The BMJ also reported about Psychiatrist Stefan Kruszewski, who was fired on July 11, 2004 from his position at the Bureau of Program Integrity in the Pennsylvania Department of Public Welfare, and who is also suing the state. Dr. Kruszewski was in charge of the state's mental health and substance misuse programs to protect against fraud and waste. He maintains that TMAP has led to the death of patients, some of whom were placed on five or more psychiatric drugs at the same time.

One of the main goals of the President's New Freedom Commission (Goal 4 of 10) is to ensure "Early mental health screening, assessment, and referral to services are common practice" with subsequent recommendations "to promote the mental health of young children, improve and expand school mental health programs,... screen for mental disorders in primary health care, across the life span, and connect to treatment and supports."

MindFreedom maintains that the President's New Freedom Commission tends to promote a "biomedical" approach to mental and emotional problems that relies on a theory that people's problems are caused by a "chemical imbalance." As yet, there has been no definitive, scientifically-valid evidence supporting the pervasive theory that conditions labeled as "mental illnesses" are biologically-based brain disorders treatable with medications. MindFreedom held a hunger strike last year demanding any evidence for a "chemical imbalance." Under the spotlight of national media, the American Psychiatric Association was unable to produce any such evidence. [see http://www.mindfreedom.org/hungerstrike.htm]

Critics of mainstream psychiatry state that the medical model tends to lead to chemical and electrical solutions, rather than other alternatives, such as conseling, psychosocial alternatives, peer support, housing, jobs, etc. Electroconvulsive Therapy (ECT or shock therapy) also found its way into TMAP's treatment plan. If drugs fail to get the expected results, TMAP patients diagnosed with a wide range of "disorders" can expect to receive shock treatment.

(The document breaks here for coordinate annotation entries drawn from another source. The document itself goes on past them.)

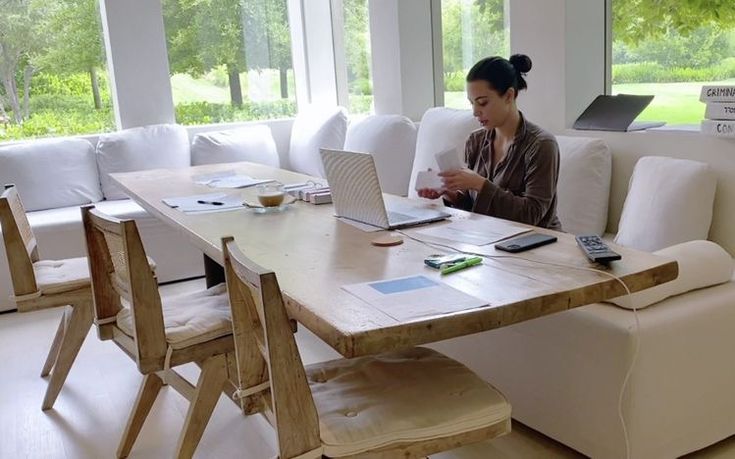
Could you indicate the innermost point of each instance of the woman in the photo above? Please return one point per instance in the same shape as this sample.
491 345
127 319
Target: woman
513 165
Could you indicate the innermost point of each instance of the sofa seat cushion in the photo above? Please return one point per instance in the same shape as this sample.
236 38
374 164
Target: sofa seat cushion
251 143
57 276
314 128
190 318
701 264
51 173
407 395
440 129
669 201
583 189
143 148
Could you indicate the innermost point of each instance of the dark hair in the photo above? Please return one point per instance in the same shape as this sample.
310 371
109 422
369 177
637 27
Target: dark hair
502 73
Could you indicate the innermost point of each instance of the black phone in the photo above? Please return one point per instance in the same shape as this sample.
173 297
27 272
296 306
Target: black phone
526 242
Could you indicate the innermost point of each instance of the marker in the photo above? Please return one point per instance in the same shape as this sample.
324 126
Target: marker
460 266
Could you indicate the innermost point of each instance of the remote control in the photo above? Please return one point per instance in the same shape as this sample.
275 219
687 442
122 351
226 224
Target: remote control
596 250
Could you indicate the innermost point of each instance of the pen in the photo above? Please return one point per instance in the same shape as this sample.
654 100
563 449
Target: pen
214 203
459 266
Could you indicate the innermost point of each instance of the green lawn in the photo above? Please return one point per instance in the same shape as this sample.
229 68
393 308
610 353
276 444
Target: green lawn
675 103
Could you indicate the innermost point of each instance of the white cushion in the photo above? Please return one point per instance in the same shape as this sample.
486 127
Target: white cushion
669 201
701 264
391 139
440 129
149 147
402 396
56 276
191 318
583 189
315 128
252 143
51 173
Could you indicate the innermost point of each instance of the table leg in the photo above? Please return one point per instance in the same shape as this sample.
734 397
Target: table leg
213 273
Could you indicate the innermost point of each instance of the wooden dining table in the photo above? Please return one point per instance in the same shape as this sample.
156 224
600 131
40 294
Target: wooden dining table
314 254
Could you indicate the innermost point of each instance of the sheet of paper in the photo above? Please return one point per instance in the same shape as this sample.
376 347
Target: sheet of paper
237 181
475 232
201 203
413 297
449 160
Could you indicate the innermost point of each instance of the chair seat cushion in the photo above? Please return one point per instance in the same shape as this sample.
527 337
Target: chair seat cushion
190 318
403 396
57 276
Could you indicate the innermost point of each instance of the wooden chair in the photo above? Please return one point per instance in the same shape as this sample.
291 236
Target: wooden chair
403 404
40 284
157 335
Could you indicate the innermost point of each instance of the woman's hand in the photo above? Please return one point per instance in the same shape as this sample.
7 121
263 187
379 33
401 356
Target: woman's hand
462 179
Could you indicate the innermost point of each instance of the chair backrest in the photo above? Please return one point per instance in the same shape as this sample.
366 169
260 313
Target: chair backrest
120 274
20 243
267 356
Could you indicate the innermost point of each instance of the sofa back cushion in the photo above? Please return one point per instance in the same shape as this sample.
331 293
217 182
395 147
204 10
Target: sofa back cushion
669 201
583 189
252 143
51 173
391 139
315 128
142 148
701 264
440 129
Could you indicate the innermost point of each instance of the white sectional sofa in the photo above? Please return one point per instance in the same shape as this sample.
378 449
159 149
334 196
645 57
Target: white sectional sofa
563 374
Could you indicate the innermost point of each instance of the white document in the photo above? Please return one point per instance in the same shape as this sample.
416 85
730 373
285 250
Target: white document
449 160
203 203
430 180
475 232
236 181
413 297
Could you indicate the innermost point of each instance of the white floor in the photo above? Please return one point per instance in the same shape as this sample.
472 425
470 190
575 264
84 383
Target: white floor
92 408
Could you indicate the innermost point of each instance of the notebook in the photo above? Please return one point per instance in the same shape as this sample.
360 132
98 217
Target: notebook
357 195
616 113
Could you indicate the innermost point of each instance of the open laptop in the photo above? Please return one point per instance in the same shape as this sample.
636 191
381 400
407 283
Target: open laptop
356 193
616 113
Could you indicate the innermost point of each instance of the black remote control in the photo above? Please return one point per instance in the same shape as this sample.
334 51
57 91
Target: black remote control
596 250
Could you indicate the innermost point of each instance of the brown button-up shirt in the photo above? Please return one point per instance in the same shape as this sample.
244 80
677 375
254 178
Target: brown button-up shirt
522 186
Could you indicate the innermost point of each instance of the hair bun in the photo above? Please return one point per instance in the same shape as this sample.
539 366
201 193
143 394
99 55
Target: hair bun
521 62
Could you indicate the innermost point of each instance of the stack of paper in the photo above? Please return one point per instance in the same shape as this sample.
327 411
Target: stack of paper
203 203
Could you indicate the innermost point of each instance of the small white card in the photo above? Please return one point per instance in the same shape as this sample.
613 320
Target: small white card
430 180
449 160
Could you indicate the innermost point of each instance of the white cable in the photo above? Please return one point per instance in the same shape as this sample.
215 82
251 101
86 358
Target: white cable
636 330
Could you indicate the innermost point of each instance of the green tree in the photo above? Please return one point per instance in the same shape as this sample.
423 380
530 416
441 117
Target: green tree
75 44
238 34
21 40
636 20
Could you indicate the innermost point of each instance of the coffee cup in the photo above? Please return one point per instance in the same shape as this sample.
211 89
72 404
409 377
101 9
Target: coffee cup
271 194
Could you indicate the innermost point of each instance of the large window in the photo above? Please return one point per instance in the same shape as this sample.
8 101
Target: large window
53 79
471 30
230 60
670 49
357 55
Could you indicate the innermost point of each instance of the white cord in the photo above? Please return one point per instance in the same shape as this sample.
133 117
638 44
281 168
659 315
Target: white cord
636 330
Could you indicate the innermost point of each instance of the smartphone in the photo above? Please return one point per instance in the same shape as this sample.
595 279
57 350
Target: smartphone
526 242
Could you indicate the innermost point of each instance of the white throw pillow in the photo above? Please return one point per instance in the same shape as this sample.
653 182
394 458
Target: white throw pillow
583 189
149 147
51 173
315 128
391 139
440 129
251 143
669 201
701 264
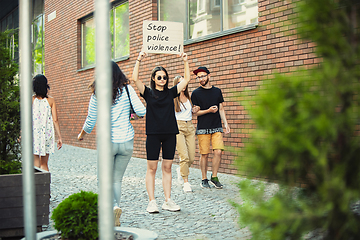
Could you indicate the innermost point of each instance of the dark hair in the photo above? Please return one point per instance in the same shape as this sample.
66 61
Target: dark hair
153 73
119 80
177 99
40 86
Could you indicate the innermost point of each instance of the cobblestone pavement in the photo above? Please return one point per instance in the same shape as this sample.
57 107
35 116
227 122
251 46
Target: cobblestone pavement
205 213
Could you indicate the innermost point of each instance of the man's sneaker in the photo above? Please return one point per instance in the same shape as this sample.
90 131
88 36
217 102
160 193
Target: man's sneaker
152 207
215 181
170 206
117 214
187 187
179 177
204 183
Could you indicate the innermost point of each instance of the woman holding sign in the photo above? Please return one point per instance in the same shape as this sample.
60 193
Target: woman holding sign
161 127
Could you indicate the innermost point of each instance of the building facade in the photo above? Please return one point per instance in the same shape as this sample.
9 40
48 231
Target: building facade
241 42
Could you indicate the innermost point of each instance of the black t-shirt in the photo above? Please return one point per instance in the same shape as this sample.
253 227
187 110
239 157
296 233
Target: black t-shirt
160 113
204 98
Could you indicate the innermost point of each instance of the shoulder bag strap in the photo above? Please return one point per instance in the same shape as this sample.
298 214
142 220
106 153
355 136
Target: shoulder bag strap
127 91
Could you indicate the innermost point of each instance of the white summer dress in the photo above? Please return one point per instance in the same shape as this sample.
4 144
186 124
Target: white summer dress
43 128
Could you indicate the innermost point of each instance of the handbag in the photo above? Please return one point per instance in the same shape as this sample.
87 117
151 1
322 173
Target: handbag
133 115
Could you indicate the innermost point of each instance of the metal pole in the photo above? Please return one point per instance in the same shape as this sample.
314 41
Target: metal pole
28 179
104 96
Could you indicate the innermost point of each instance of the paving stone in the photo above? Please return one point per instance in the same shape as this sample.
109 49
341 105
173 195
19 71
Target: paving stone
205 213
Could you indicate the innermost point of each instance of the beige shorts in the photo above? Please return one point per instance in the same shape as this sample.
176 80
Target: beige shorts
216 142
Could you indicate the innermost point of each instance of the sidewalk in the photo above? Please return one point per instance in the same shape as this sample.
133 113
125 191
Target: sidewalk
205 213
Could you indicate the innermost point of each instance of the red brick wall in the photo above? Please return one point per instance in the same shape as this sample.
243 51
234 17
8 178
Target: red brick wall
237 62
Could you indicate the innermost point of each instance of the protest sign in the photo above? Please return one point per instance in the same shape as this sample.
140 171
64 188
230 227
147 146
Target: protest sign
163 37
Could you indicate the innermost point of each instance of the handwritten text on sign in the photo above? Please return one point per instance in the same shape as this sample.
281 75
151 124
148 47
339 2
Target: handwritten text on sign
163 37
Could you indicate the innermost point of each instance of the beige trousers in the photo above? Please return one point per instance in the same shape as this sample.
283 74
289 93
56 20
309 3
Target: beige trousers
185 145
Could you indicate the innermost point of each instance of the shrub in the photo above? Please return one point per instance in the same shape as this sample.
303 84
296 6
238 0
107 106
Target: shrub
76 217
10 109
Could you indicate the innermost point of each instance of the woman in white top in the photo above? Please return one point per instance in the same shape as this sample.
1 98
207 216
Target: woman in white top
44 116
185 140
122 132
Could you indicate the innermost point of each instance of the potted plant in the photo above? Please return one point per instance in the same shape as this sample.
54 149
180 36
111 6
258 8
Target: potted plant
11 198
76 217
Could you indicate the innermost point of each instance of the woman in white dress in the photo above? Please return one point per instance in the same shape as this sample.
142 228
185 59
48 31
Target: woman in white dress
44 119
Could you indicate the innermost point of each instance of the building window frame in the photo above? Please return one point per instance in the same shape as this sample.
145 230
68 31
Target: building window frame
90 17
222 32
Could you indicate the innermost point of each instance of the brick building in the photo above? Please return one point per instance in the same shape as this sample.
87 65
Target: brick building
240 41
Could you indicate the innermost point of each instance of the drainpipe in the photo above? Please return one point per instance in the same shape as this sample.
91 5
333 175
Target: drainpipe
28 178
103 82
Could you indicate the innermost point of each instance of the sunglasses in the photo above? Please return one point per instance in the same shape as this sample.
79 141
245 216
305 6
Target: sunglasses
163 77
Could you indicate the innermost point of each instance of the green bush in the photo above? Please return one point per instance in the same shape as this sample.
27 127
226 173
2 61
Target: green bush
76 217
307 131
10 109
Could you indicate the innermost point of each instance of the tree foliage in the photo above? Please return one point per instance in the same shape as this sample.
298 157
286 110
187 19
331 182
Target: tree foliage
307 131
10 109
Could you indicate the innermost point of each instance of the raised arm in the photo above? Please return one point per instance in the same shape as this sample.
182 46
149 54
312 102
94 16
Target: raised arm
56 122
186 80
139 84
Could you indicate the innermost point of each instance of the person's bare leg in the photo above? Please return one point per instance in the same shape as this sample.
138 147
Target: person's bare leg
150 178
216 162
203 165
37 161
167 178
44 162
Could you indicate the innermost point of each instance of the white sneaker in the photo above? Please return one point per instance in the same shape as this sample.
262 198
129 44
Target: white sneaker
170 205
152 207
117 214
179 178
187 187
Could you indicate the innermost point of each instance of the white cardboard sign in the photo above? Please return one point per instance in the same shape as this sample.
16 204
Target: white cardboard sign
163 37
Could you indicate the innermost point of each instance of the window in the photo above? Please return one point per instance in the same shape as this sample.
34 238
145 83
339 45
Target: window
37 40
204 21
119 29
38 45
11 21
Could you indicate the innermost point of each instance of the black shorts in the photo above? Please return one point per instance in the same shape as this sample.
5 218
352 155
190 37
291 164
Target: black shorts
154 142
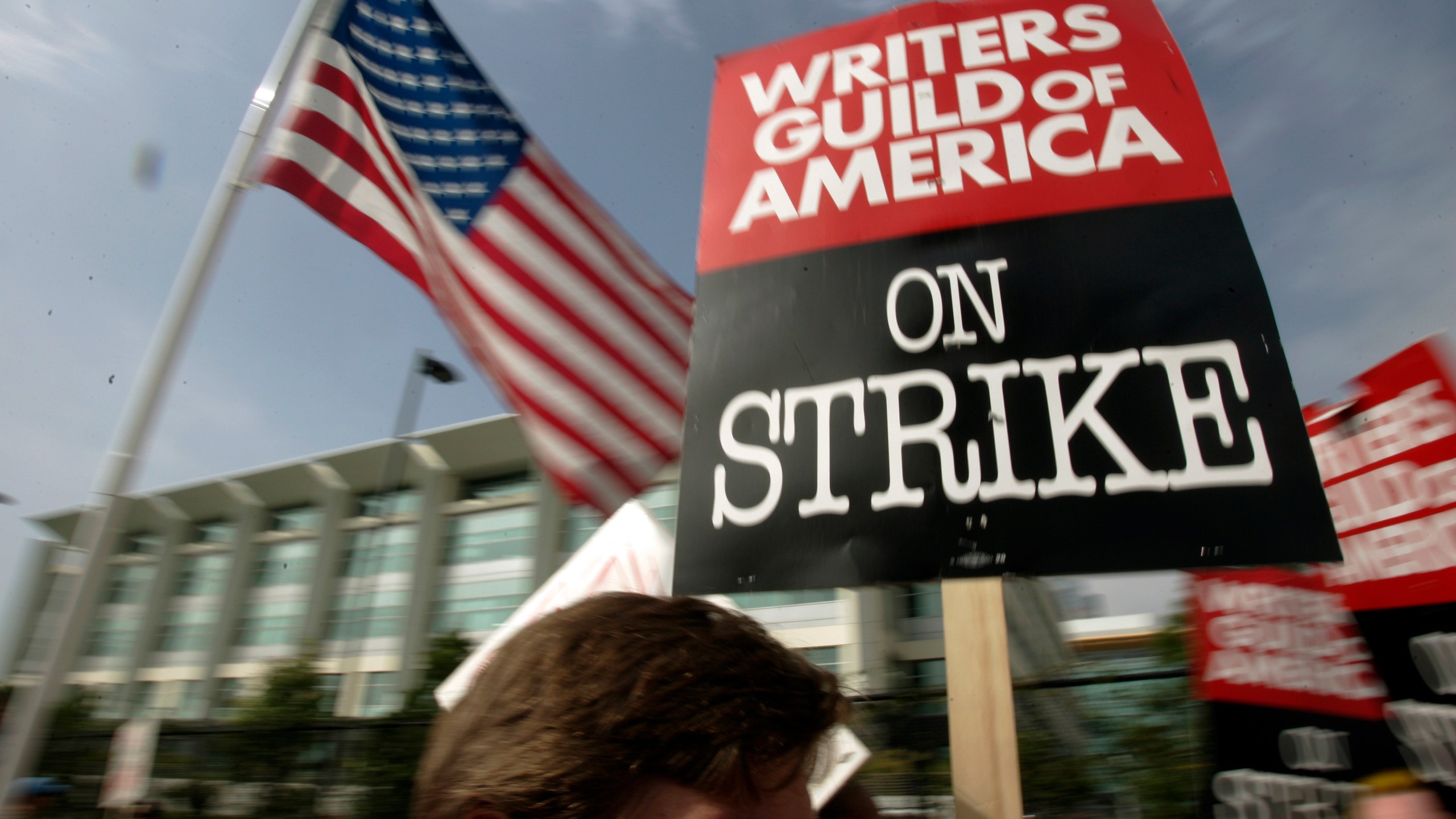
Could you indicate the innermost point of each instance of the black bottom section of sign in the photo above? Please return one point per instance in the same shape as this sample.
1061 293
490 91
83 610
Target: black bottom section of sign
1414 652
1107 282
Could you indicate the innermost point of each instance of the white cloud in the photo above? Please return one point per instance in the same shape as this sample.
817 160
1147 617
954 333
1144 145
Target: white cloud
625 18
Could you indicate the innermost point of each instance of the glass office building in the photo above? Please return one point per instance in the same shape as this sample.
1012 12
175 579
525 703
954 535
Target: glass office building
365 557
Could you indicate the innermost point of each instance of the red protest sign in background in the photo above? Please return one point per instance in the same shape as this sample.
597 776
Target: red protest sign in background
1388 461
1277 639
944 115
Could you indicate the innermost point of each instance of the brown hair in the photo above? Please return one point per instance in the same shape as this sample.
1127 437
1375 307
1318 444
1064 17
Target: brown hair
581 707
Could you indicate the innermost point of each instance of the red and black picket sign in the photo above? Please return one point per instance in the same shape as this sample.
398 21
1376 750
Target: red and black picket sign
1388 460
974 297
1308 697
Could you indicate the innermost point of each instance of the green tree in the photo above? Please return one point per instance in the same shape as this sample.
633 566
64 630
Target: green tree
274 745
391 754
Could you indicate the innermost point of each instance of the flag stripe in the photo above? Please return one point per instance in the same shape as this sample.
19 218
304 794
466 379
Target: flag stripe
570 350
555 283
584 271
519 371
555 366
529 190
577 328
607 232
296 180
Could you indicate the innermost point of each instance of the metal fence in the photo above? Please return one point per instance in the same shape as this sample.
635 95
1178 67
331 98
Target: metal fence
1095 747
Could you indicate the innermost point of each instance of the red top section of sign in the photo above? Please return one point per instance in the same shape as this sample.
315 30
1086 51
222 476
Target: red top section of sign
945 115
1388 460
1279 639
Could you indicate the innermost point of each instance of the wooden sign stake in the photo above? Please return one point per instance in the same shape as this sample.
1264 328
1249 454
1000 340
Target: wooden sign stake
985 763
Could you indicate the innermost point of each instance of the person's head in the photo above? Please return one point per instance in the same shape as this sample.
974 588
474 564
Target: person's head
631 706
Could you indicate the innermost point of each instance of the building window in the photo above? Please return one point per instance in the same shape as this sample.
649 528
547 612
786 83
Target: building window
478 607
491 535
380 551
825 657
396 502
193 704
329 693
271 624
142 544
928 674
490 489
216 532
286 564
187 630
791 598
661 502
580 525
924 599
299 518
229 698
380 697
369 614
110 701
203 576
113 637
129 584
583 521
143 701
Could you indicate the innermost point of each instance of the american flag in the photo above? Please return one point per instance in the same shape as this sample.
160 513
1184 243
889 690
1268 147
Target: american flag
395 136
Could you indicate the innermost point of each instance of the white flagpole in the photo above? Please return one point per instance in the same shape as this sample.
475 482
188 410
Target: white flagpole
104 515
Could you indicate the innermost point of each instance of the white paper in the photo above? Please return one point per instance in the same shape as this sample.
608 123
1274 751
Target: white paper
634 553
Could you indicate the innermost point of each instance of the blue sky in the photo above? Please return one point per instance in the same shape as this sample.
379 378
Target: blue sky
1334 118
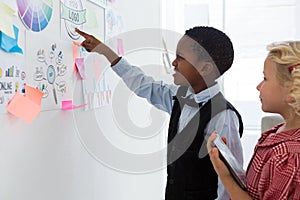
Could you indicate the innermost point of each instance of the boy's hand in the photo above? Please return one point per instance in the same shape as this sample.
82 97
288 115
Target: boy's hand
213 152
90 43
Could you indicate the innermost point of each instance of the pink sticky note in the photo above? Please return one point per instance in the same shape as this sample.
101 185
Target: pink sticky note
23 107
79 63
68 105
75 55
34 94
120 47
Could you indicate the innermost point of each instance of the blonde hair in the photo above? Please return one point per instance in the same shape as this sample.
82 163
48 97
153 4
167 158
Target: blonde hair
286 54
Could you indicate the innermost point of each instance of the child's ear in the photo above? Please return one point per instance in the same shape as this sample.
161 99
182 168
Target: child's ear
206 69
290 99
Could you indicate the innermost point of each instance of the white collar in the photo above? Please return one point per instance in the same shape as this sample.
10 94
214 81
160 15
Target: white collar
204 95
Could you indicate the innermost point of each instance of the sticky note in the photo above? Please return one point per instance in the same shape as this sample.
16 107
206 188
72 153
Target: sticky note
75 55
23 108
120 47
68 105
6 22
10 44
79 63
27 106
34 94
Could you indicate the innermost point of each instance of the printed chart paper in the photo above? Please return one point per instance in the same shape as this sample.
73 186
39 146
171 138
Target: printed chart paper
50 69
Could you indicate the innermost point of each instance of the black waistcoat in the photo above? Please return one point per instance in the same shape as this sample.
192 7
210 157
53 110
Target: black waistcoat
191 177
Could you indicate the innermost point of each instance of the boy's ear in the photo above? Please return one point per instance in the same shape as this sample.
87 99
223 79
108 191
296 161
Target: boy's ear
290 99
206 69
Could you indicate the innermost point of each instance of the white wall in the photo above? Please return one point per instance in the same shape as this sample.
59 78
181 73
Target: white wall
53 157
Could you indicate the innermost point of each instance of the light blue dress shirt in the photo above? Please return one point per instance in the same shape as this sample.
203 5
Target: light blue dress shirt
161 95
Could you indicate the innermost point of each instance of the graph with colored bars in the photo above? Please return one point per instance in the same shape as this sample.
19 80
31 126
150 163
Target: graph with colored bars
100 96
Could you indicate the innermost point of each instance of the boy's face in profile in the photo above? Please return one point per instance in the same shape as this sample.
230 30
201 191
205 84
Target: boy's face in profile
188 68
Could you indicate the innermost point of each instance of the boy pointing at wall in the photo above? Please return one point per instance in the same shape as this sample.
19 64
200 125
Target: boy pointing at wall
196 105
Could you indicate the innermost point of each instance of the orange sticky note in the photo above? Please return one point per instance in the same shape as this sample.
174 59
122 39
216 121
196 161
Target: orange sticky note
34 94
23 107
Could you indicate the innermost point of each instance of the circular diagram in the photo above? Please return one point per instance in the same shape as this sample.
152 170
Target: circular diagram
35 14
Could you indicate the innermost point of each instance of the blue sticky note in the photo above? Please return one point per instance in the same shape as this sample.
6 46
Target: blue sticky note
9 44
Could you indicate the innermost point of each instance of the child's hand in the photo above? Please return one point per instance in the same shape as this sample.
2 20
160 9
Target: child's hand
90 43
213 152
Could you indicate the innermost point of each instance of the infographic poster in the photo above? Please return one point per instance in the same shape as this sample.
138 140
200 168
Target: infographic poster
50 69
12 78
35 15
73 15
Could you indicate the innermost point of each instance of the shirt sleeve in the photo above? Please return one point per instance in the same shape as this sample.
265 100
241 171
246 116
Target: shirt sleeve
156 92
226 124
280 177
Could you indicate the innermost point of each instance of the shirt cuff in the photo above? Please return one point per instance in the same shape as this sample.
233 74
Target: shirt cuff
122 67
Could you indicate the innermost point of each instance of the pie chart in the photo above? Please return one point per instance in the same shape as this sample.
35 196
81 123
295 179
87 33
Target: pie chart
35 14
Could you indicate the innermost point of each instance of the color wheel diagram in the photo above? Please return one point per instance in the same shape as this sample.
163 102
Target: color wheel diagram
35 14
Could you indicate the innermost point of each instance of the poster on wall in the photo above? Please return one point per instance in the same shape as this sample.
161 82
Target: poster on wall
102 3
73 15
12 78
50 64
35 15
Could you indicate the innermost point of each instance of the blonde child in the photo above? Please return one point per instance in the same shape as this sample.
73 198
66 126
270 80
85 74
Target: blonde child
274 170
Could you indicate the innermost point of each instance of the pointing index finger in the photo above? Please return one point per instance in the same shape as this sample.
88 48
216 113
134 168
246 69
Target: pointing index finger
83 34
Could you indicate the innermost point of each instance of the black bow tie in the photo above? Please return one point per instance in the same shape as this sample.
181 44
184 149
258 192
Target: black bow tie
189 100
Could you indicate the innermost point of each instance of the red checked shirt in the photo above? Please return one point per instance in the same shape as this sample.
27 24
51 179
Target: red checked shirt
274 170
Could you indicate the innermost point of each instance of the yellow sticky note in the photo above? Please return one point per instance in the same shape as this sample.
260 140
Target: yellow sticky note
6 23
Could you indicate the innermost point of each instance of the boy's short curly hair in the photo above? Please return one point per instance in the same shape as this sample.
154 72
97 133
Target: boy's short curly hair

MindFreedom also maintains that if Americans screened for "mental illness" refuse their drugs, they are vulnerable to laws in 42 USA states that allow for court ordered psychiatric drugging on an outpatient basis. Thousands of Americans are now under these programs, which require individuals to take psychiatric drugs against their will, even while living in their own homes out in the community.

Psychiatrist Sally Satel from the American Enterprise Institute, appointed by President Bush to a key federal mental health advisory committee, called for vastly increasing the amount of forced outpatient psychiatric drugging in the June 2004 meeting of the National Advisory Council for the US Center for Mental Health Services.

MindFreedom Support Coalition International unites 100 grassroots groups to campaign for human rights in the mental health system. While open to the public, a majority of members identify themselves as individuals who have experienced human rights violations in the mental health system. The group is the only one of its kind to have Non Governmental Organization status from the United Nations.